It brings back memories of the consultation process held prior to the implementation of VATMOSS, a process which was so flawed that the EU VAT Action campaign noted it would have been a matter for legal action if they had had the money to raise a case.
In the scrutiny process for another topic – the seemingly boring issue of mobile roaming charges across Europe – that same European Scrutiny Committee retained an issue even after receiving Government’s response on the basis that
“the proposal was cleared on the understanding that the Minister would respond to the Committee’s remaining questions concerning the implications of Brexit for the issue of mobile roaming. A number of these have not yet been answered.”
So clearly standards are slipping. But that was just yesterday’s leisure reading.

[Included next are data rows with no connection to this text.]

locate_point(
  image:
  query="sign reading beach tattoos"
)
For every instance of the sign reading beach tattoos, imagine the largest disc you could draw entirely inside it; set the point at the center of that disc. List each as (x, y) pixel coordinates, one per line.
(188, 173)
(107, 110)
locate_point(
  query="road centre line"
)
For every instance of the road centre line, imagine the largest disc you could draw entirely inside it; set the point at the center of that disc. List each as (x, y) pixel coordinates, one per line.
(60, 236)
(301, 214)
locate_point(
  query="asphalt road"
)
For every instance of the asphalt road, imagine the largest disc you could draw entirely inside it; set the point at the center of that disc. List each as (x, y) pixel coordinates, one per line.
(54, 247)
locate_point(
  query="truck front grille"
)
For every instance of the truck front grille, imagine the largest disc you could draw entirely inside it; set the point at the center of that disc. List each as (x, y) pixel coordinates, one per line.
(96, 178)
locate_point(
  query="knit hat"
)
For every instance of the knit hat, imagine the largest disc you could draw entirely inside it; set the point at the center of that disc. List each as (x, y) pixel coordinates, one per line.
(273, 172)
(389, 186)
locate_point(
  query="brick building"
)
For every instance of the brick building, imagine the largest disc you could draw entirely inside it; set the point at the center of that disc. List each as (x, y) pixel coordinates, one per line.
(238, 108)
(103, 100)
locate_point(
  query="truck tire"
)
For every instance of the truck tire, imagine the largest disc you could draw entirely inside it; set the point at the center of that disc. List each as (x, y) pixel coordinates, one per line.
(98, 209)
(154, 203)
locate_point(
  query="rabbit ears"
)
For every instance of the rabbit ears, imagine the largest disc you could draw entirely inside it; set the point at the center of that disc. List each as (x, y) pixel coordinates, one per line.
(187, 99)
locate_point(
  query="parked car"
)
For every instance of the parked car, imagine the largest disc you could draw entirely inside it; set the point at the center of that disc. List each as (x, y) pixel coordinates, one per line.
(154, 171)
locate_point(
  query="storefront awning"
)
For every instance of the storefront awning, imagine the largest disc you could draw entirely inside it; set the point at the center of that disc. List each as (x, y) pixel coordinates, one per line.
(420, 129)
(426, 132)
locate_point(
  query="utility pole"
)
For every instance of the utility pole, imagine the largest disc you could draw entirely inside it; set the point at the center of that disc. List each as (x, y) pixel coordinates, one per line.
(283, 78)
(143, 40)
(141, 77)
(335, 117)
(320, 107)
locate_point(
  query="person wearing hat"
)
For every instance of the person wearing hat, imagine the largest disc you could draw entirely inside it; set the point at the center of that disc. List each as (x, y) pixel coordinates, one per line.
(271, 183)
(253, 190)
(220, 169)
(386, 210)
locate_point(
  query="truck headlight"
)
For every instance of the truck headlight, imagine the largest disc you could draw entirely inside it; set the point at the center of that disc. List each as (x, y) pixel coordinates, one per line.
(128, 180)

Today the Parliament home page carried a story from the Scrutiny Committee warning that “departments may not be dealing with existing dossiers competently in parallel with the Brexit negotiations.” It introduces a full report into the fact that Government, using Brexit as an excuse, is allowing standards, scrutiny, and respect for the rule of law to slip away fast:
The success of the scrutiny system depends on the quality of government engagement with it. We recognise the pressures of preparing for Brexit, but proper scrutiny and parliamentary accountability are part of that preparation. We note the Government’s previous reluctance to comply with the requirements of the scrutiny system by scheduling debates in a timely way. Debates recommended by the Committee are Government business, and can only be scheduled by the Government. As the Leader of the House accepted, the Government would have to think extremely carefully if it was defeated in such a debate. It is imperative that debates on European Union Documents are scheduled, and scheduled in good time, so that the House can make its views known in an effective way. The process of exiting the EU should reaffirm the sovereignty of Parliament, not bypass it.
I read Parliamentary documents and proceedings every day. I know what I see. Parliament sees it too, as does Open Rights Group. What we see should shame us all.
Whatever your stance is on Brexit, the indisputable fact is that Government is using it as an excuse to ride roughshod over Parliamentary scrutiny, transparent consultation processes, and the basic professionalism of responding to the questions asked – even on wholly domestic policy matters which do not concern Europe at all. This is an affront to the democratic values which we, allegedly, are working so hard to reclaim.
It just so happens that many of the regulations that are being shown this sort of contempt concern digital, and by definition, the future of our industry and those who work in it. Our industry is already in government’s sights. If we let this conduct pass for normal now, what message will it send in a few months’ time to those who see the open web, and those of us who work on it, as a threat to be neutralised?
Now is the time to act, when there is still time at all. Monitor Government. Follow legislation. Join Open Rights Group. Build your tools, begin to organise into groups, and find your voice.
Stay vigilant.
There is no one else who can do it for you.